Remake of 'Red Riding' Trilogy Added To Ridley Scott's To-Do List

The recent UK miniseries "Red Riding" condensed four lengthy crime novels into three feature-length episodes. Now Columbia Pictures wants to squish everything into a single movie, and the studio is looking to Oscar-winning screenwriter Steven Zaillian ("Schindler's List") to handle that task, according to Variety.

Columbia is also said to be negotiating with Ridley Scott to direct the adaptation, but it's hard to imagine the "Blade Runner" director having room in his pipeline to commit to anymore films. After he finishes his "Robin Hood" movie, Scott is attached to helm the board game-adaptation "Monopoly," the prequel to "Alien" an adaptation of "Brave New World" and his sci-fi pet project "The Forever War."

And he's been offered about 43,968,034,960,394 other gigs in the past year. So, even if Columbia wanted him to merely produce "Red Riding," he would seem to be too busy. This is likely just one of those cases in which a studio wants to reunite successful collaborators, seeing as how Scott has previously directed from two Zaillian scripts ("Hannibal" and "American Gangster").

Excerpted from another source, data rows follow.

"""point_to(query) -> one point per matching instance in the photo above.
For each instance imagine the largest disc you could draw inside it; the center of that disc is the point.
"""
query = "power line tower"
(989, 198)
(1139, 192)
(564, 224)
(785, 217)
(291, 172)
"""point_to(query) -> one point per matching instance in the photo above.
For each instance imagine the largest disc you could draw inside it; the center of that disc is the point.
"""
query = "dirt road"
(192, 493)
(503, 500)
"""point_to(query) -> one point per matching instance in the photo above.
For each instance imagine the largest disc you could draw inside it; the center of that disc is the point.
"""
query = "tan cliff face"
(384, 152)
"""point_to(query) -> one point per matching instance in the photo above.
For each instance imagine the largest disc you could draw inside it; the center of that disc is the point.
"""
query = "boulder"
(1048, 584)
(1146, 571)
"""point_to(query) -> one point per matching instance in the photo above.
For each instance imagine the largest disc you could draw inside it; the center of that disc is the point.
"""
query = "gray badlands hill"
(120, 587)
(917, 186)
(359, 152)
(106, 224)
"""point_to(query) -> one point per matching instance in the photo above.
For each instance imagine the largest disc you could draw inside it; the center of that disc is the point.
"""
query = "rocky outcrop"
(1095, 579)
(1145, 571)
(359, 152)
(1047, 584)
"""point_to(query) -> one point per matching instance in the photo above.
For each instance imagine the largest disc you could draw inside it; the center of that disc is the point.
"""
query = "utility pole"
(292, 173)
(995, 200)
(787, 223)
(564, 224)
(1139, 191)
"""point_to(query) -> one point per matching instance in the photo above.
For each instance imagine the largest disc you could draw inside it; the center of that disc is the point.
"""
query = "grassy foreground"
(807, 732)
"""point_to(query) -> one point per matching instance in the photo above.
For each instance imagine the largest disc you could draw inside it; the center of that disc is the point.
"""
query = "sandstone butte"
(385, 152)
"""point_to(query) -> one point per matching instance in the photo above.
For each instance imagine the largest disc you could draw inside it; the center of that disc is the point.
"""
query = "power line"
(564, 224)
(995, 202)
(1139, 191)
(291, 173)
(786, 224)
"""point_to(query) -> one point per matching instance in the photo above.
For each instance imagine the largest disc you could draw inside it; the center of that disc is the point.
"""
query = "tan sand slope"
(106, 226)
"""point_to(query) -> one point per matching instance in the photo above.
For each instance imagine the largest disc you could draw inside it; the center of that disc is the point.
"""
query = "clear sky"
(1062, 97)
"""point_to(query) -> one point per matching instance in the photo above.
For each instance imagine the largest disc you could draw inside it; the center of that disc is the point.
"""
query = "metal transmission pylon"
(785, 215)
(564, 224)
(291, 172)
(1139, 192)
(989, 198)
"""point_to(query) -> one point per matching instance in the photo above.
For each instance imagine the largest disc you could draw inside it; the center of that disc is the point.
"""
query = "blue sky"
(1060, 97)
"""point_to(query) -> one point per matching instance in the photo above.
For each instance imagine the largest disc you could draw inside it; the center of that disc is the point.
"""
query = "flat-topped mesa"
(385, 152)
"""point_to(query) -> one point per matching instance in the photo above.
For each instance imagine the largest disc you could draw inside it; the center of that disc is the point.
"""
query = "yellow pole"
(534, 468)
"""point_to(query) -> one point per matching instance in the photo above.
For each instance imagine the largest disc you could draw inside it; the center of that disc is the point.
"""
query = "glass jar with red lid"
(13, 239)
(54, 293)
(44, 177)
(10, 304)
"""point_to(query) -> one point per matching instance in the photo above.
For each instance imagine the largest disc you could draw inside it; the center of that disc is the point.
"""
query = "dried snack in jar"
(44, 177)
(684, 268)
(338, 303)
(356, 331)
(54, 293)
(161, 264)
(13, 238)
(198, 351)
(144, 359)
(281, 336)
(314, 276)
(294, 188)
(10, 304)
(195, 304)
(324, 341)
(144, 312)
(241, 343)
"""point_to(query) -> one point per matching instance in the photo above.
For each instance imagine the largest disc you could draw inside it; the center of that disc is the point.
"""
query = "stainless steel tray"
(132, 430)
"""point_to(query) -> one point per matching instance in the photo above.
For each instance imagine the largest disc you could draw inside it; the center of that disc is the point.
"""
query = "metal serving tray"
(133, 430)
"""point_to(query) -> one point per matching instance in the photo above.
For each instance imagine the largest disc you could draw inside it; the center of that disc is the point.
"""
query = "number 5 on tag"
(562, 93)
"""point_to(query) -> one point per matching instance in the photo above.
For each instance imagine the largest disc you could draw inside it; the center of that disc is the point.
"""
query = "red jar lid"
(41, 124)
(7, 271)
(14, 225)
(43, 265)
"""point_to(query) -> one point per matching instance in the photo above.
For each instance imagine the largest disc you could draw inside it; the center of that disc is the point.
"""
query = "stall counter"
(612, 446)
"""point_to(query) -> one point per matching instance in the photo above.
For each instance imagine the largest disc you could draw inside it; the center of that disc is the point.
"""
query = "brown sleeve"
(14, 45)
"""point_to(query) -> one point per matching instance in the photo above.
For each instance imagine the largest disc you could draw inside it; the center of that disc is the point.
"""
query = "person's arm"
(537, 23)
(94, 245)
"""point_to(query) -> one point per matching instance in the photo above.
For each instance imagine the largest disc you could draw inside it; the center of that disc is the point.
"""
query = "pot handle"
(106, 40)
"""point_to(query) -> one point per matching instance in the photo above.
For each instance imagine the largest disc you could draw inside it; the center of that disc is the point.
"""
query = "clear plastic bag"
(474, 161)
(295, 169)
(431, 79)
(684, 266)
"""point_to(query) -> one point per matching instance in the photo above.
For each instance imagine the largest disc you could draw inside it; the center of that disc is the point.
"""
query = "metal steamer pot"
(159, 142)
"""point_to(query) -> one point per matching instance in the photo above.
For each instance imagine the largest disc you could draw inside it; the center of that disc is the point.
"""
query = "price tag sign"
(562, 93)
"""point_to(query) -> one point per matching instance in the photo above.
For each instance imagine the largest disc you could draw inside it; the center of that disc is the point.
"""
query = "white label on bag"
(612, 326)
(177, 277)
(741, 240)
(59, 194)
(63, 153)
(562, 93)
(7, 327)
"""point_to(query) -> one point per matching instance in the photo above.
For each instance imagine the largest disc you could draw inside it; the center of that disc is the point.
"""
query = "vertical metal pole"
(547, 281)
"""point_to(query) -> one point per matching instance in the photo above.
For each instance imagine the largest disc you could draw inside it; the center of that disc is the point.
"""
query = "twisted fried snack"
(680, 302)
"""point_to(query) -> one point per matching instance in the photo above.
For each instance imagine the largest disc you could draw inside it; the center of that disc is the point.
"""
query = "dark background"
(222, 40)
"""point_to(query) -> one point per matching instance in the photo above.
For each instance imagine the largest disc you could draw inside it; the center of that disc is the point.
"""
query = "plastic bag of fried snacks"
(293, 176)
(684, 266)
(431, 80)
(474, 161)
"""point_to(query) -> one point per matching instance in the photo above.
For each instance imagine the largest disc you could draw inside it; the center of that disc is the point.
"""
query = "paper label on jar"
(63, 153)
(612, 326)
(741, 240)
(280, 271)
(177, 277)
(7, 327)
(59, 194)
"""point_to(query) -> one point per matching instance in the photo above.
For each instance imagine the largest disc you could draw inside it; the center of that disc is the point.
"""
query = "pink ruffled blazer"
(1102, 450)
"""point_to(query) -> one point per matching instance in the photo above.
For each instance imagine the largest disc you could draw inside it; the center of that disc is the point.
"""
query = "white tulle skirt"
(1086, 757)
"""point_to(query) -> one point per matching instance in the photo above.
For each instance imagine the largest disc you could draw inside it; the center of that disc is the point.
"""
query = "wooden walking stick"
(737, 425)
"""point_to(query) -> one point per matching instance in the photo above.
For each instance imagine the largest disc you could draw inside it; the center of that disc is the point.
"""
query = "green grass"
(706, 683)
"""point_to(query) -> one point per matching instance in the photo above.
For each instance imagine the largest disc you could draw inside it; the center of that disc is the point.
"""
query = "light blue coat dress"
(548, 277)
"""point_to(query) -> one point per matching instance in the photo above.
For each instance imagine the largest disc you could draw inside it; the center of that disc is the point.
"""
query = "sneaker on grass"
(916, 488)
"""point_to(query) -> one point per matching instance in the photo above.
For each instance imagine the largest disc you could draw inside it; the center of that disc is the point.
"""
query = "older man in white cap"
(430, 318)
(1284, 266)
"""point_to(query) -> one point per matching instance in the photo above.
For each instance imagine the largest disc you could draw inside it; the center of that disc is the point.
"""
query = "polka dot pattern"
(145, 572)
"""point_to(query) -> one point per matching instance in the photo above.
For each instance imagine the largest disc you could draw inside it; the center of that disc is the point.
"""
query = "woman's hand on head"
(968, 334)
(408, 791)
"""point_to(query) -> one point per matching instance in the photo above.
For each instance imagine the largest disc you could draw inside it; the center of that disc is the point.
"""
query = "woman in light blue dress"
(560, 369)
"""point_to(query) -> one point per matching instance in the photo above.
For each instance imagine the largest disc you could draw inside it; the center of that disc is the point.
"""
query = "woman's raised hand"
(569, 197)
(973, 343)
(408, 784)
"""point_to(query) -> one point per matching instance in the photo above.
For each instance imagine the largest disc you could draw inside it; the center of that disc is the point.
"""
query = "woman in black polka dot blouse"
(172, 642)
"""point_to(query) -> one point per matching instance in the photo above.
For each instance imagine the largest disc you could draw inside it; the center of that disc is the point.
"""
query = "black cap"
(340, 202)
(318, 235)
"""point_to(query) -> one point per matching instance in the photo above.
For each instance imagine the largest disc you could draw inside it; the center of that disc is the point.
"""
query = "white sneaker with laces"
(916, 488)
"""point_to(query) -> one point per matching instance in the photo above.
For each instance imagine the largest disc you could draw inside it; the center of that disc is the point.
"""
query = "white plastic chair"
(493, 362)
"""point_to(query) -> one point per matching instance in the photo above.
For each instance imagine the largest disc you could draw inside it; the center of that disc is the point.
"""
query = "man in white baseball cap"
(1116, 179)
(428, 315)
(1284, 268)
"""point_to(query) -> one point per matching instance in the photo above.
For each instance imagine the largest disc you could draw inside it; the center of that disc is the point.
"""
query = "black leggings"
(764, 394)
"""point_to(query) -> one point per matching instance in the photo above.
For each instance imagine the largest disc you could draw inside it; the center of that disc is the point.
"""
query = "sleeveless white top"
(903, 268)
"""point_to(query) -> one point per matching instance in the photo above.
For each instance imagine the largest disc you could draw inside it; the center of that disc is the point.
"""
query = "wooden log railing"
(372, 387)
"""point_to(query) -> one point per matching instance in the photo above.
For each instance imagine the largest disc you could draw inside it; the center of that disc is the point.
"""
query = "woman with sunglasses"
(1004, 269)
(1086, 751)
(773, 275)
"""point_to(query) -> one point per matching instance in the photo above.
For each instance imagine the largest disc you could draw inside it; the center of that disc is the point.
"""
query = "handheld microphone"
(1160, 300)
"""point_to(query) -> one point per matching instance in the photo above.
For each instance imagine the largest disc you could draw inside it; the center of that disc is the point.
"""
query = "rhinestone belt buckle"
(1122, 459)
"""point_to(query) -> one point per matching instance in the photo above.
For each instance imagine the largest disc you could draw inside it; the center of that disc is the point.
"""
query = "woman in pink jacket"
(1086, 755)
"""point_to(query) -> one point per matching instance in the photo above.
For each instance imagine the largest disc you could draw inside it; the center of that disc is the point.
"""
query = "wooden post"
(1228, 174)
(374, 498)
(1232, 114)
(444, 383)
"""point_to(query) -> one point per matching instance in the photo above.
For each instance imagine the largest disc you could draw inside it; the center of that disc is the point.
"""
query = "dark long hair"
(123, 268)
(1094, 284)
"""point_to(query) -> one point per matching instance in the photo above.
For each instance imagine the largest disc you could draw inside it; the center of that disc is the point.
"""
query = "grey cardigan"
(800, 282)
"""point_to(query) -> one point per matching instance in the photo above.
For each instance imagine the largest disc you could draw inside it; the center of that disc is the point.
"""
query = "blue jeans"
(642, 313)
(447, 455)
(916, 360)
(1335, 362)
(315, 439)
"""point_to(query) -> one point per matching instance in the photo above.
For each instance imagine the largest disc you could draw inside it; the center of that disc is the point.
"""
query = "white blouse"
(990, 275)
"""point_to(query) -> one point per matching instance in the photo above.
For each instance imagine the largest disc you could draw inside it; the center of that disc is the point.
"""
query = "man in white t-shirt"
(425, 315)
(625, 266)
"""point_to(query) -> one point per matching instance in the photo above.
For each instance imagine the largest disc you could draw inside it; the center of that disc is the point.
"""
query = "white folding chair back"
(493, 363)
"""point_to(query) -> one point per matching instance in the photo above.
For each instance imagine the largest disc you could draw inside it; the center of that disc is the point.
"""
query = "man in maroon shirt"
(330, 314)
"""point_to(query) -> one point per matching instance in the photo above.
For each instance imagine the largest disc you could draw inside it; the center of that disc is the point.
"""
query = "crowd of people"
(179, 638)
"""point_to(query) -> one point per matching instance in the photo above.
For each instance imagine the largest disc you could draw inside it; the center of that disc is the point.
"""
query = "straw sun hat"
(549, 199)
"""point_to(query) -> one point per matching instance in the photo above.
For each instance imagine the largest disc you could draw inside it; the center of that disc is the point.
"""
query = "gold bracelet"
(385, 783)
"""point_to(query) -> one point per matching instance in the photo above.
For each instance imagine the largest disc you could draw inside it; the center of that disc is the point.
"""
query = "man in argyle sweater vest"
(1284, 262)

The "Red Riding" miniseries, which originally aired in the UK back in March, has been making the film festival rounds over the past few months in the form of a trilogy ("Red Riding: 1974:" "Red Riding: 1980;" "Red Riding: 1983"). After receiving much acclaim at Telluride and New York fests, the three episodes are set to be released theatrically by IFC sometime this fall.

The five-hour-plus story involves many characters and deals with serial murders and police corruption. Hollywood's version, which will obviously be set in the U.S. rather than the UK, would do best to only halve the running time (to two and a half hours). It would also be nice if Zaillian can keep the idea of using real-life murder cases as a backdrop for a fictional plot.

"Red Riding" was originally scripted by Tony Grisoni, who also co-wrote the UK miniseries-turned-movie "State of Play," which came out earlier this year to disappointing box office, sparking a discussion about how adults don't go to the movies. Hopefully "Red Riding" won't meet a similar fate.

Have you seen the "Red Riding" series and think it could be sufficiently adapted into a feature film? Would you prefer Ridley Scott directed this movie instead of one of the other projects on his plate?